Well, later that evening I got in trouble.  My father sat me down and told me that I hardly ever saw these kids but a few times each year, that I barely even knew these kids because they were so young and had no cause to be feeling all upset at their death and that there definitely wasn’t any cause for missing school for the day.   So my father, whose good opinion I respected and actively courted my entire life, taught me that when bad things happen we don’t feel them, we suck them up, keep working and move on.  I always thought he was just very practical and pragmatic and not very demonstrative and that wasn’t a bad way to be.  But now I think he taught me that grieving loss, any loss, is unacceptable.  I’m sure that isn’t what he wanted to teach me – to bottle up my emotions and never allow myself to ‘feel’ anything… but I am starting to think that is the lesson that I came away with it from.  I have never really grieved anything since.  Not the my miscarriages, not the death of my gorgeous little dog companion Caesar who was my constant friend for nearly 15 years, not even my own father’s death!  I don’t know how to grieve.  He taught me it was self indulgent to do so and now I seriously don’t know how to.

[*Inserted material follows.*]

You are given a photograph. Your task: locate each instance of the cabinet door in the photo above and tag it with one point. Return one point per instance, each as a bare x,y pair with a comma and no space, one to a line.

So now I feel like I’m blocked, or bogged down or drowning in my inability to let myself feel things.  Like I need to somehow truly grieve the losses in my past in some tangible, physical or cathartic way, that allows me to actually ‘feel’ the horrible things that have happened and hopefully allows me to finally let go of some or all of the emotional baggage, rather than bottling it all up and carrying it around with me everyday.

Only problem is… I have no idea how that is accomplished.